Dogs and cats can catch COVID-19 from their owners and can even come down with symptoms, a new study shows.
Vet experts have warned pet owners with symptoms to stay away from their animals in case they infect them too.
In the latest preliminary research, which has not been peer reviewed, vet science experts in Canada tested the pets of a group of people with a confirmed COVID-19 diagnosis.
The experts, in a first group, took swabs from 17 cats, 18 dogs and one ferret whose owners had a diagnosis within two weeks. These were all negative for a current illness, except one unclear result.
Then they take blood antibody tests of eight cats and 10 dogs, whose owners were outside the two-week window, comparing these to control samples taken from the same animals before the pandemic.
Among the cats the results indicated presence of IgG or IgM antibodies in four (50 percent) and three (38 percent) respectively, while two dogs also tested positive (20 percent).
The tests indicated all cats and one of the dogs with antibodies were reported to have shown signs of respiratory or other illness at the same time as their owners.
“While eligible participant number was limited by relatively low human transmission rates in the study area, these preliminary results suggest that a substantial proportion of pets in households of persons with COVID-19 end up developing antibodies,” said study co-author Dorothee Bienzle, Professor of Veterinary Pathology at the University of Guelph in Ontario.
Independent experts commenting on the research said the sample size was too small to draw broad conclusions and that pet owners should not be worried.
Sally Cutler, Professor of Medical Microbiology, University of East London said there was not enough evidence to alarm people attempting to isolate from their animals.

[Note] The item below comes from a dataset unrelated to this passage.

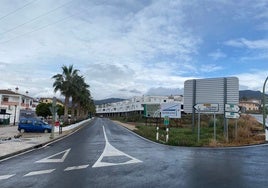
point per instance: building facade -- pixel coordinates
(133, 105)
(251, 105)
(12, 104)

“Pets can be a source of comfort for humans especially when unwell,” she said, adding that it had not yet been demonstrated whether pets could be a source of human infection.
Domestic cats and dogs from Europe to the US have tested positive for the virus during the pandemic, while in April New York’s Bronx Zoo said a tiger had caught the virus, probably from an asymptomatic caretaker.
The World Health Organization (WHO) has said it was unclear whether infected animals pose a risk to humans.